It is said that those who do not learn from history are destined to repeat it. Nothing illustrates this better than Madhya Pradesh Panchayat Raj (Sanshodhan) Act, 2001 (Act No. 1 of 2001) has apparently been brought into existence by persons who have never studied history or constitution! The Statement of Objects annexed to the Act declares that it was considered necessary to establish a system of Direct Democracy by empowering village assemblies for development of villages by decentralization. The Minister for rural development of Madhya Pradesh further affirmed at the floor of Legislative Assembly that this was a move towards converting representative democracy into direct democracy. It has been assumed by the Minister and his party (Congress) that direct democracy is better than representative democracy.

Very brief history of Democracy: What began as Greek democracy in 508 B. C. (considered as birth of Democracy) under Cleisthenes became an aristocracy under Pericles by 430 B.C. The Greek historian Thucydides (c.460-c.400 B.C.) commented on the reality of democracy under Pericles when he wrote: "It was in theory, a democracy but in fact it became the rule of the first Athenian."

The experiment of direct democracy in Athens led to the collapse of Greek civilization. One can say that almost without exceptions, direct democracy has been a failure wherever it has been attempted and has not led to any development. In recent times, the most common mechanisms of direct democracy are: the initiative, referendum, and recall. The initiative refers to the right of citizens to initiate the making of a law by common petition. Referendum means decision by citizens on matters of crucial importance. Recall is the right of citizens to call back their elected representatives. The above three mechanisms of direct democracy are conspicuous by their absence in the proposed direct democracy system of Madhya Pradesh.

Strongest criticism of direct democracy is that it is a "surrender of policy making to the activists, the self-interested, the fanatical and the superficial". In the context of social structures of villages, the decision-making shifts to the bullies, the ones who command muscle power and money power and can collect sufficient quorum at the village meetings to give an impression of ‘total village voice.’ After all it is very easy to de-motivate any peace-loving villager from attending the village assembly. In any case the average person does not want to actively participate in politics or governance.

Today, without creating any institutional structure to promote debate, argument and research at village meetings, the Gram Sabhas are degenerating into arenas of open fights where might is right. On account of this, Gram Sabhas ceases to represent the will of the village; instead it represents handful of bullies, who has no accountability to anyone in the village. Presently, we see this happening even with UPA II government wherein ALL government decisions are taken by chairwomen of UPA II (who is mighty, power pack and with ZERO constitutional accountability) and not by prime minister of India (who actually holds constitutional accountability)!

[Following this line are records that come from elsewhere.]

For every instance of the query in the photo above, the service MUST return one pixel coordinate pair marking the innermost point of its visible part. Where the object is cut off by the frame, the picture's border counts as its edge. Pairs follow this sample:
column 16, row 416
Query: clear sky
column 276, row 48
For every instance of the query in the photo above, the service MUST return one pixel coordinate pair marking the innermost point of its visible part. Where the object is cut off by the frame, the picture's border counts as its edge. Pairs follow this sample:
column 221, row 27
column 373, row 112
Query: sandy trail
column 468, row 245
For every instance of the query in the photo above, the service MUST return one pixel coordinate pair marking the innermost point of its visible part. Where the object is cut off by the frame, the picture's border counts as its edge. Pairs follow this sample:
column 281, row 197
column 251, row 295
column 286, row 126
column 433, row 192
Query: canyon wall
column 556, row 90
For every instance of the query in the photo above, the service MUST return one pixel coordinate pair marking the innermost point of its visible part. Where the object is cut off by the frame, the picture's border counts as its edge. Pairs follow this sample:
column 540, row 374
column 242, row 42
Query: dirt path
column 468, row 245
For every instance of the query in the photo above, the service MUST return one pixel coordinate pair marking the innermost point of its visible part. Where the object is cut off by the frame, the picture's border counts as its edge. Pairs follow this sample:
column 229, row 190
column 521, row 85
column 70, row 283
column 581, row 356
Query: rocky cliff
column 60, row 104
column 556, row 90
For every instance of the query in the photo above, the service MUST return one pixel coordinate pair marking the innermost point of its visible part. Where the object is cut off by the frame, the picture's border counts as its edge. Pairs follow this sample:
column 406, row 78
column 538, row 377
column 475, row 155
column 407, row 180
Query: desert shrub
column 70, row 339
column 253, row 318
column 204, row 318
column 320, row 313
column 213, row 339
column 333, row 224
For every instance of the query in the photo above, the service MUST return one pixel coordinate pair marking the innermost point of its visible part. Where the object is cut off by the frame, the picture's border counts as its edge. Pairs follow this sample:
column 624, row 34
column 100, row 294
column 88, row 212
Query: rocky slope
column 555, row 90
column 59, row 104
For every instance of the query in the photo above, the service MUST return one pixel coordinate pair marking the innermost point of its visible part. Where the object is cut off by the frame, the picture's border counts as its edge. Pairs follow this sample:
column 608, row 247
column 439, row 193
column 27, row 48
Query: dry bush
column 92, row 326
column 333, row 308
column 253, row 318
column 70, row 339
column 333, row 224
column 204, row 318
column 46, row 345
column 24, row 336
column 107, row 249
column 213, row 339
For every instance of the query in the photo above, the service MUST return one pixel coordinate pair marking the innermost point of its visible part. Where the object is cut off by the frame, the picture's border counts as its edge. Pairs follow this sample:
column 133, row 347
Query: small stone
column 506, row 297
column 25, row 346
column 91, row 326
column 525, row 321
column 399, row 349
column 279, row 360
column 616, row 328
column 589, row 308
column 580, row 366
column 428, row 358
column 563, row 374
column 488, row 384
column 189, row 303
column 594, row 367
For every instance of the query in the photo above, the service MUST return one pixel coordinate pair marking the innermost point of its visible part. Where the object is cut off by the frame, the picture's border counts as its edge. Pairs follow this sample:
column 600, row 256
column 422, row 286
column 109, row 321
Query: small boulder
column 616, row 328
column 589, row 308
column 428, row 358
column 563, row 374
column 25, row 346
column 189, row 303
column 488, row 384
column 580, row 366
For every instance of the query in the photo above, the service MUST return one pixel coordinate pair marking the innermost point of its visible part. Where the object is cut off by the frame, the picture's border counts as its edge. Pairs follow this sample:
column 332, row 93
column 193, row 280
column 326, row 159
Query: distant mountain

Perhaps, with such cases in mind that Professor Laurence Berns of St. John's College in Annapolis, Md., writes that direct democracy, by "bypassing the cumbersome, compromising, deliberative and negotiating processes of representative government," are in truth moving us toward "that degenerate form of democracy called variously plebiscitary democracy, totalitarian democracy, or more simply, demagogic despotism."

Reality is constitutional niceties sound ridiculous to most political leaders who have no understanding of either constitution or democracy or history. So, we really cannot blame them for being condemned to repeating history of primitive Athens.